Extending the reach of eduroam to public libraries in Victoria, Australia

In early 2020, Deakin University kicked off a partnership with AARNet and the Eastern Regional Libraries network to provide access to eduroam (education roaming) at 13 public library branches in the outer eastern suburbs of Melbourne, Victoria.

The project was driven by the closure of Deakin’s Lilydale Learning Centre, and a desire to continue to provide Deakin students living in the area with a study location connected to the internet close to home. Offering a local solution became even more pressing when government-mandated COVID-19 pandemic restrictions prevented staff and students from travelling to Deakin’s Geelong and Burwood campuses for work and study.

Phill Solomon, Senior Technical Lead of Deakin’s eSolutions ICT Infrastructure Services team says customer experience is a priority for the University.

“For Deakin, this was about delivering a high-quality customer experience. Our Cloud Services Outreach team wanted to find a way to offer a resource to students who may not have a suitable internet connection to learn from home. Providing access to eduroam in local libraries was an idea for a way to do this,” he said.

Like several universities in Australia, Deakin is an eduroam service provider and has worked closely with AARNet to deploy eduroam access for staff and students at multiple sites, including remote campuses, intra-campus shuttle buses, regional hospitals, and at the Geelong waterfront and train station in partnership with the City of Greater Geelong – Geelong’s regional council.

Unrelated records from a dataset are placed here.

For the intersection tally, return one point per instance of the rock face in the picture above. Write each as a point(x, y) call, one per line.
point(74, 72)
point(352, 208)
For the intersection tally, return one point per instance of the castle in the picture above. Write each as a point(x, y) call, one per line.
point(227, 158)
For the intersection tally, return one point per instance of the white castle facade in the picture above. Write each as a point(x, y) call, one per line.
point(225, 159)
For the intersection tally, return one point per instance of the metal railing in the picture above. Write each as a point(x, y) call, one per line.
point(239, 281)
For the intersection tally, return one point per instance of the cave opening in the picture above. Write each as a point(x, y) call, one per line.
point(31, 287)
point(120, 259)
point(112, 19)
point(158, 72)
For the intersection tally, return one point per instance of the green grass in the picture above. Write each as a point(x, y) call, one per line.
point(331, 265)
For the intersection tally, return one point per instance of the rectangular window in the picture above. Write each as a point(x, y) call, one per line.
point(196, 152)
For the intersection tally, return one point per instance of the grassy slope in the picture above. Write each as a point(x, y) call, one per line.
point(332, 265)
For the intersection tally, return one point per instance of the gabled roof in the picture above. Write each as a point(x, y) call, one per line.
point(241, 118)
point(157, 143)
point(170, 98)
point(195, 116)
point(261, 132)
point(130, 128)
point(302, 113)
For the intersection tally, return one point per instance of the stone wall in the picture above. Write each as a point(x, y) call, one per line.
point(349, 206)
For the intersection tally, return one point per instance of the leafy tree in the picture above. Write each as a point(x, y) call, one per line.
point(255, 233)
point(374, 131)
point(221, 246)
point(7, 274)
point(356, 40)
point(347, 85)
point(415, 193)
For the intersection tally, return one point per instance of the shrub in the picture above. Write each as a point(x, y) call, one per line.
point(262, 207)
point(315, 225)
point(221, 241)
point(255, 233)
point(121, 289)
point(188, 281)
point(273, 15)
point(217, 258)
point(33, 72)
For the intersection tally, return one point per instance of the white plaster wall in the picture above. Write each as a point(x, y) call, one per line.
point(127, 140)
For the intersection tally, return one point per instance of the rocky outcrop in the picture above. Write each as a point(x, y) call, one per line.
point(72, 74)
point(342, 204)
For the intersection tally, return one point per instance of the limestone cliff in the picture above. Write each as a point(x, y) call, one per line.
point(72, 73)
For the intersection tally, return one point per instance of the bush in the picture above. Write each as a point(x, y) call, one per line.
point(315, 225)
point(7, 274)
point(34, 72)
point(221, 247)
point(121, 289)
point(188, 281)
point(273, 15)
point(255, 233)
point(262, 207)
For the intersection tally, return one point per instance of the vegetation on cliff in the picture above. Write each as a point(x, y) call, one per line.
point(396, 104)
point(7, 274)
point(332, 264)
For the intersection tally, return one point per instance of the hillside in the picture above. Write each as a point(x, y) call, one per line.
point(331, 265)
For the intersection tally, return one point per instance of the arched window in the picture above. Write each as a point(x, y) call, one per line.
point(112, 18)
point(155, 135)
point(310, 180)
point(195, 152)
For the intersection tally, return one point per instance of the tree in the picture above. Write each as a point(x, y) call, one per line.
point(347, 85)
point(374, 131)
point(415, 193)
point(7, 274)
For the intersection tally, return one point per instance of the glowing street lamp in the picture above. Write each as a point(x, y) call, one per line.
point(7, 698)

Fortunately for the Deakin eSolutions ICT Infrastructure Services team, Eastern Regional Libraries, a co-operative venture of three outer eastern metropolitan councils – Knox, Maroondah and Yarra Ranges, also saw the value and positive impact that eduroam would provide to the communities they serve; so that staff and students living in the region, from not only Deakin University but all universities, could access eduroam in the libraries as if they were on their own campus. Eastern Regional Libraries decided to become a service provider in its own right.

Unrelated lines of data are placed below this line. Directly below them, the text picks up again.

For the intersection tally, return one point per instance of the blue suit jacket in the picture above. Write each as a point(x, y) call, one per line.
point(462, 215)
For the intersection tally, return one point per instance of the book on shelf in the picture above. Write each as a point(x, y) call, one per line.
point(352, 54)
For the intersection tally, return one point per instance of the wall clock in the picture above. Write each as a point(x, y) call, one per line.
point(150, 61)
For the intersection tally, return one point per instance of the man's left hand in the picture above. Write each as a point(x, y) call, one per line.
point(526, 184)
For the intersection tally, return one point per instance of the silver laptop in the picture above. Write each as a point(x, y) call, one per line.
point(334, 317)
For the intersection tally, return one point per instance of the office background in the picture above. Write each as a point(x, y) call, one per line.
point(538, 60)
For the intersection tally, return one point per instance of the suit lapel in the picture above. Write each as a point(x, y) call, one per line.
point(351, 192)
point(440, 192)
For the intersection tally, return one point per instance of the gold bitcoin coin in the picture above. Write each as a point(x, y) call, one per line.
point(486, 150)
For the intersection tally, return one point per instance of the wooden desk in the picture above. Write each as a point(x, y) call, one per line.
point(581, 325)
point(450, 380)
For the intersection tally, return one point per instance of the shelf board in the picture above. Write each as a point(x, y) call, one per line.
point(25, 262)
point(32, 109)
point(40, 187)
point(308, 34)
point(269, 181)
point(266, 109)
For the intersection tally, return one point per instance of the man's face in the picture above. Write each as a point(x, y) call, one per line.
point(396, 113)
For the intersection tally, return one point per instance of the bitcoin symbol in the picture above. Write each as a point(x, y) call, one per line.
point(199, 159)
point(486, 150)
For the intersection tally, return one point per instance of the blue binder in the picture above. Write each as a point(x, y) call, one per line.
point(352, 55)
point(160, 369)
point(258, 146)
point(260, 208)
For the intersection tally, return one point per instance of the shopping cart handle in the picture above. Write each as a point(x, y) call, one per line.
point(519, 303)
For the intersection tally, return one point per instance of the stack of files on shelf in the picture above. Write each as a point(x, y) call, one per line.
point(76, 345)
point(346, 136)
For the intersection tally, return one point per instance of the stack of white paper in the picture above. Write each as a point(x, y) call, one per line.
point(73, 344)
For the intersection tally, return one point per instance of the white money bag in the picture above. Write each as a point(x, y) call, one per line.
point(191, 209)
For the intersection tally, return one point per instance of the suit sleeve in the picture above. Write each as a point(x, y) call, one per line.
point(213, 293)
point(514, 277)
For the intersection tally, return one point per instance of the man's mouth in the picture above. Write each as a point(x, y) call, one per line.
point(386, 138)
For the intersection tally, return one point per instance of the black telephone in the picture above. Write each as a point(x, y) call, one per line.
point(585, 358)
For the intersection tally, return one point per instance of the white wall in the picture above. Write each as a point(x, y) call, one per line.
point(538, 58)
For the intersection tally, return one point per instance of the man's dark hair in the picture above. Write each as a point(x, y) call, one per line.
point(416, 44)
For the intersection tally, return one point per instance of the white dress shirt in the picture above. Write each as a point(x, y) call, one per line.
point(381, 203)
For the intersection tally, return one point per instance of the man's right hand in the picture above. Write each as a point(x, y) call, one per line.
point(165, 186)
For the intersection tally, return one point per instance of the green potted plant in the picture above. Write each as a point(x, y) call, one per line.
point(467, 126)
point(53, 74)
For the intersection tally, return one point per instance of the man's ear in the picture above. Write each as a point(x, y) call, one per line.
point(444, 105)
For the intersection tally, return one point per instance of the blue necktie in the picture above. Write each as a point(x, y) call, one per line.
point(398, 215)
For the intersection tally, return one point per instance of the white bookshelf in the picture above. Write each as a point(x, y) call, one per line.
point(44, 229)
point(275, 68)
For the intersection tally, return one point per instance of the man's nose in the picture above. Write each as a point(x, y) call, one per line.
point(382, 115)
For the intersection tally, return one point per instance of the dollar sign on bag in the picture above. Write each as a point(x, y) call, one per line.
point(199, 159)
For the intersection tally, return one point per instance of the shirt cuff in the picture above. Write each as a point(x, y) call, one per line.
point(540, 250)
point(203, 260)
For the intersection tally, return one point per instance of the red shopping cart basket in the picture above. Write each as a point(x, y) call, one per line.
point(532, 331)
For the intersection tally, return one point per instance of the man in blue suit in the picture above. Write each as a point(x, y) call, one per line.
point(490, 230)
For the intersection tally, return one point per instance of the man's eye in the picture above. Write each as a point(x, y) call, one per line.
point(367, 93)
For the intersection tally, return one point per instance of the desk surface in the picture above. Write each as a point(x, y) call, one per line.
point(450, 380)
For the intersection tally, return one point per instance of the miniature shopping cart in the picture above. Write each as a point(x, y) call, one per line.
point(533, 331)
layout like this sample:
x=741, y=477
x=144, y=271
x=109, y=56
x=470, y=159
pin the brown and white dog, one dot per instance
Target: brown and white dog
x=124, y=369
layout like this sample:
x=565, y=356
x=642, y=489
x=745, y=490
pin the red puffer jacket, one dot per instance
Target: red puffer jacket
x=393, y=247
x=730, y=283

Premal Niranjan, Corporate Manager, Business and Technology at Eastern Regional Libraries says public libraries are a popular choice for tertiary study at the best of times, and as domestic internet connections struggle with the competing demands of household members working and studying from home, more students are turning to their local library.

“We see eduroam as an enhanced service offering that supports further study and learning in the community. Now tertiary students can access their course work directly and not just via our free Wi-Fi,” he said.